以下は、特段実行の必要なし。必要に応じて利用

## 4.1: acc_eachclass_one.R to output "*_labelchek", "*_falseindex", "*_trueindex" and "*_accuracy" files

* 87行目まで実行

### 入力データ
* word_data/output_c10_cost1_unclassified_curated_celltype_intl2f2-4gram.txt  // result of test data by applying the model
* label_feature/c10_unclassified_curated_celltype_intl2.txt  // integer type label 2 for test data (true label of test data)

### 出力データ
* word_data/内に出力
  * c10_cost1_unclassified_curated_celltype_2-4gram_labelcheck  // 1th column is rue label, 2th column is predicted label
  * c10_cost1_celltype_curated_l2_2-4gram_falseindex  // indexes of false samples
  * c10_cost1_celltype_curated_l2_2-4gram_trueindex  // indexes of true samples
  * c10_cost1_celltype_curated_l2_2-4gram_accuracy  // 1th line is the micro average accuracy of all classes, the following lines are accuracy for each class ordered from 1 to 133 (in the case of c10_celltype)

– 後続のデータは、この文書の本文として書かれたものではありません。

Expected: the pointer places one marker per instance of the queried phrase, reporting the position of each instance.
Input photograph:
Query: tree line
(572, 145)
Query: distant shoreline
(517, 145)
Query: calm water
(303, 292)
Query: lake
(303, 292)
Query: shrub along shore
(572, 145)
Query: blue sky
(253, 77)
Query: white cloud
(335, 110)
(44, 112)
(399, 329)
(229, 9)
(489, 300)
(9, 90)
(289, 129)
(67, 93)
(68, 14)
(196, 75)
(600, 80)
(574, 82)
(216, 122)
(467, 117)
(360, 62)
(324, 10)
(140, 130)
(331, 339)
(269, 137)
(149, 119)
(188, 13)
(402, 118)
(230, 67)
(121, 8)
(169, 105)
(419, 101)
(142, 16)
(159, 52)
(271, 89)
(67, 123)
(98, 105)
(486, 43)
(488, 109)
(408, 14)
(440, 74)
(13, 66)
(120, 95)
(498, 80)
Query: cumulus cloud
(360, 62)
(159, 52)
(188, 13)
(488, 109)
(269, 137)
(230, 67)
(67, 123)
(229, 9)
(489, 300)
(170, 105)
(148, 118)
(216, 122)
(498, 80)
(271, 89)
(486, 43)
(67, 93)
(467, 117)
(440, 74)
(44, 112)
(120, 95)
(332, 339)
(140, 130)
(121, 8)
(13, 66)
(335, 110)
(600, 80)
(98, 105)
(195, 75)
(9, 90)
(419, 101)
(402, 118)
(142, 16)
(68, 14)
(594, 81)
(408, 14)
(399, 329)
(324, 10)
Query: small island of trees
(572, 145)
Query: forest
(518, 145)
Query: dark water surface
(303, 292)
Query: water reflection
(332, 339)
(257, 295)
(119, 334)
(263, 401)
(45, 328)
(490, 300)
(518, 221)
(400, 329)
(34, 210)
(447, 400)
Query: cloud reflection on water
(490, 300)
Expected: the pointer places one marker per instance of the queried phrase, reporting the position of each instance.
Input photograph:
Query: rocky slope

## 4.2: run extract-lines.py to extract false samples and true samples according to false indexes and true indexes

```
$ python extract-lines.py true  //for true samples
$ python extract-lines.py false  //for false samples
```

### 入力データ
* word_data/内
  * c10_cost1_celltype_curated_l2_2-4gram_trueindex  // indexes of true samples
  * c10_cost1_celltype_curated_l2_2-4gram_falseindex  // indexes of false samples
* label_feature/内
  * c10_unclassified_curated_celltype_intl2_feature.txt  // combination of integer type label 2 and feature for test data

### 出力データ
* word_data/内
  * c10_unclassified_curated_celltype_intl2_truesamples  // correctly predicted samples, 1th column is original integer type label 2, 2th column original feature
  * c10_unclassified_curated_celltype_intl2_falsesamples  // incorrectly predicted samples, 1th column is original integer type label 2, 2th column original feature

## 4.3. run performance.R to calculate tp, tn, fp, fn, precision, recall, and f1-score for each class

### 入力データ
* word_data/c10_cost1_unclassified_curated_celltype_2-4gram_labelcheck  // 1th column is true label, 2th column is predicted label

### 出力データ
* word_data/c10_cost1_unclassified_curated_celltype_2-4gram_performance.txt  // prediction performance of test data for each class, 1th column is label index, and sequentially follow tp, tn, fp, fn, precision, recall, f1-score for each label.